Superior Tribunal de Justiça

AGRAVO EM RECURSO ESPECIAL Nº 1.182.900 - MS (2017/0258208-2)

RELATORA : MINISTRA MARIA ISABEL GALLOTTI

AGRAVANTE : ANTONIO CEZAR LACERDA ALVES

AGRAVANTE : BERENICE AULER KRABBE

ADVOGADO : FABIANO DE ANDRADE - MS006780

AGRAVADO : PAULA DIAS DA SILVA

ADVOGADO : ANTONIO NATAL DE OLIVEIRA - MS011527

DECISÃO

Trata-se de agravo em recurso especial interposto por ANTONIO

CEZAR LACERDA ALVES e outra, contra decisão que negou seguimento ao

recurso especial, com fundamento nas alíneas "a" e "c" do inciso III do artigo 105 da Constituição Federal, contra acórdão assim ementado:

APELAÇÃO CÍVEL. EMBARGOS À EXECUÇÃO. NOTAS PROMISSÓRIAS. ENDOSSO PÓSTUMO AO VENCIMENTO EM FAVOR DE EX-ESPOSA COMO SUPOSTO PAGAMENTO DE QUOTA-PARTE DA DIVISÃO DOS BENS DO CASAL. ENDOSSO DE MÁ-FÉ CARACTERIZADO. OPONIBILIDADE DAS EXCEÇÕES PESSOAIS DO DEVEDOR EM FACE DO TERCEIRO EXEQUENTE E ENDOSSATÁRIO.

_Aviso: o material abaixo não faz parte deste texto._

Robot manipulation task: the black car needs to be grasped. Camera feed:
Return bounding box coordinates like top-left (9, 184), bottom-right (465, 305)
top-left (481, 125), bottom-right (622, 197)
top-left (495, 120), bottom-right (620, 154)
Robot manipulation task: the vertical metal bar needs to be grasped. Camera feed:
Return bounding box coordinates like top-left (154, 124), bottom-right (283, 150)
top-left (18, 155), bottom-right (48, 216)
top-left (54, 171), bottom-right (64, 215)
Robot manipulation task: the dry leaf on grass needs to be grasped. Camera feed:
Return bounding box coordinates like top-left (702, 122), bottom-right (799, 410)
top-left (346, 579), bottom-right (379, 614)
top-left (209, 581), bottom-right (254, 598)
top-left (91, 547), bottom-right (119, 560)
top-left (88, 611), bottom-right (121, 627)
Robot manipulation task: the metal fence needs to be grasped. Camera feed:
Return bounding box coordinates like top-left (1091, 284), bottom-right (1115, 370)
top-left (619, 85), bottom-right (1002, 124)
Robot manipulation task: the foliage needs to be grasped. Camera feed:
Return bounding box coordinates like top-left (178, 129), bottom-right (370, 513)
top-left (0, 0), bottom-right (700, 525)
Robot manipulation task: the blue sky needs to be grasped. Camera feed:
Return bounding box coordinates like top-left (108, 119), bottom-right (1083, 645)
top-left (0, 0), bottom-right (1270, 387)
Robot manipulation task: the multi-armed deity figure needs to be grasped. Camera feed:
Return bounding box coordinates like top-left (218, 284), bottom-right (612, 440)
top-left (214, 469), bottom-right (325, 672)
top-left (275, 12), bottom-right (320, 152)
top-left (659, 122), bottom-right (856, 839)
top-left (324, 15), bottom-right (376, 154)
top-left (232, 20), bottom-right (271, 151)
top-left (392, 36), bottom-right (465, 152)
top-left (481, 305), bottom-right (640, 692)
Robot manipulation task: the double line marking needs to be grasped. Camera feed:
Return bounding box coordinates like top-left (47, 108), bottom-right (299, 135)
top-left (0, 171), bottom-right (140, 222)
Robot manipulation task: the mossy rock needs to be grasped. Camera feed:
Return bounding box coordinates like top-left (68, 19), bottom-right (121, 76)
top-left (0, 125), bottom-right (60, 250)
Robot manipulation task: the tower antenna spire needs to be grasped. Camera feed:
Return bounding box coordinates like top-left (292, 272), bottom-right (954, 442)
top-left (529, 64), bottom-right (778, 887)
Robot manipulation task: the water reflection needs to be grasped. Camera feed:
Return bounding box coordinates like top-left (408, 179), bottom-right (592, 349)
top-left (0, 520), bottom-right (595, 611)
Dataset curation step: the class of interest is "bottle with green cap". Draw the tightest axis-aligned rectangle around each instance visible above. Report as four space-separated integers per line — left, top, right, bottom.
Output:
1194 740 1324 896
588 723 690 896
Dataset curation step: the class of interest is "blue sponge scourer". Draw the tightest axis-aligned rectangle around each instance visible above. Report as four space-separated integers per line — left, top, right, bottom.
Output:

A regra geral é a de que o título de crédito endossado desvincula- se da sua causa, conferindo ao endossatário as vantagens advindas dos princípios inerentes aos títulos de credito, notadamente o da autonomia das obrigações cambiais c inoponibilidade das exceções pessoais. Desse modo, não é possível opor ao terceiro portador de boa-fé a exceção de suposta ilicitude do ato que deu origem ao título.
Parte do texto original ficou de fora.